В. Затем — волю. Поскольку товары не умеют ходить и не попадают на рынок по собственной воле, сами собой, их «хранители» и «обладатели» притворяются, будто живут в этих вещах. Их «воля» начинает «обитать» (hausen) в товарах. Различие между «обитать» (habiter) и «наваждать», «навязчиво преследовать» (hanter) становится здесь почти неуловимой. Личность, в конечном счете, обретает индивидуальность, лишь оказываясь во власти того самого наваждения, которое вначале она порождает, если так можно выразиться, — объективно, обитая в вещи. Наделяя вещь призрачностью, поселяя в ней, словно жильцов, свою речь и волю, личность (хранитель или обладатель вещи), в итоге сама захватывается наваждением, которое ее конститутирует. Начало рассуждения о «процессе обмена», представленного в «Капитале», напоминает разговор о призраках — и о том, как эти появления следует мыслить:
«Товары не могут идти на рынок сами, они не могут обмениваться сами собой […] необходимо, чтобы хранители товаров вели себя по отношению друг к другу как люди, чья воля (Willen) обитает (haust) в этих вещах: чтобы получалось так, что каждый, отчуждая собственный товар, присваивал товар другого, только согласуясь с его волей, стало быть, посредством волевого акта, общего для обоих[151]».
Отсюда Маркс выводит целую теорию юридической формы договора, клятвы, контракта и «экономических масок», которыми прикрываются личности, чья функция сводится к тому, чтобы «персонифицировать экономические отношения» (ibid.).
Это описание фантазмопоэтического, или фантасмагорического процесса позволит перейти к рассуждению о фетишизме, проводя аналогию между ним и религиозным миром[152]».
Но прежде чем к этому подойти, сделаем несколько шагов назад и сформулируем несколько вопросов.

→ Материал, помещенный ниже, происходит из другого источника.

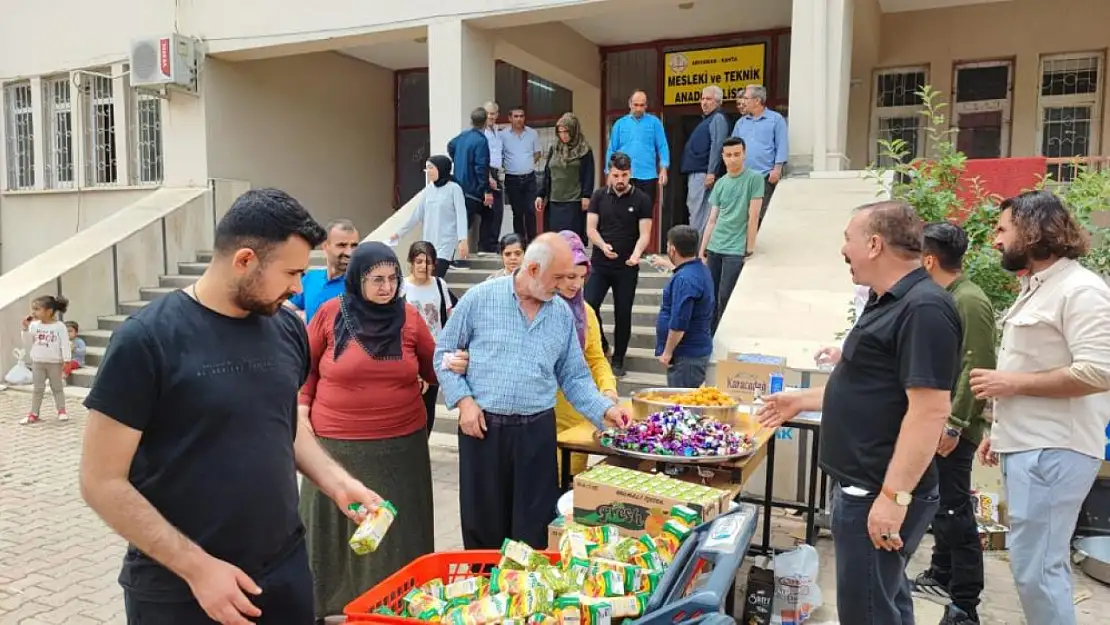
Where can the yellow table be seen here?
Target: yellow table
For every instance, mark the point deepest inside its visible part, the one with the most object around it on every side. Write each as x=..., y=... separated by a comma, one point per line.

По крайней мере, два.
Во–первых: если объектом анализа «Капитала» здесь является мистификация не только товарной формы, но и социальных связей, того, как из–за замутненной рефлексии они, в итоге, тоже обретают призрачность, то как, в таком случае, следует понимать (опять–таки, ретроспективно) эту оскорбительную иронию Маркса по отношению к Штирнеру, когда тот осмелился говорить о становлении–призраком самого человека, о превращении его в призрак для самого себя? Когда он говорит о человеке, страшащемся собственного призрака, о страхе, лежащем в основе того представления, которое человек сформировал о самом себе, а значит, и обо всей истории человека? О всем этом страхе самого себя, который формировал человека, внушавшего себе страх, который его же его и вдохновлял? Чья история — это история скорби и история работы скорби, скорби по себе самому, по трауру, который он носит, по неотъемлемому, собственно человеческому И когда Маркс описывает призрачное превращение деревянного стола, говорит о призраке, который производит призраков, порождает их из своей головы в своей голове, вне ее в ней, исходя из нее самой, то, спрашивается, в чем состоит тот рефлексивный акт, который позволяет ему теперь воспроизвести буквальный язык Штирнера, тот язык, что он сам цитировал в «Немецкой идеологии», обратив его, по сути, против автора этого языка, т. е. против обвинителя, который оказался тогда обвиненным по главному пункту обвинения, выдвинутому им самим («Обнаружив перед собой мир, каковой является всего лишь миром его «галлюцинаций» (Fieberphantasien), мир призраков (als Gespensterwelt), подросток на стр. 20, находящийся во власти бреда, видит «существа, рождающиеся из его собственной головы (eignen Geburten seines Kopfs)», выходящие из его головы и в ней же остающиеся[153]»?
Этот вопрос можно обсуждать без конца. Оставим же его сейчас и перейдем ко второму аспекту.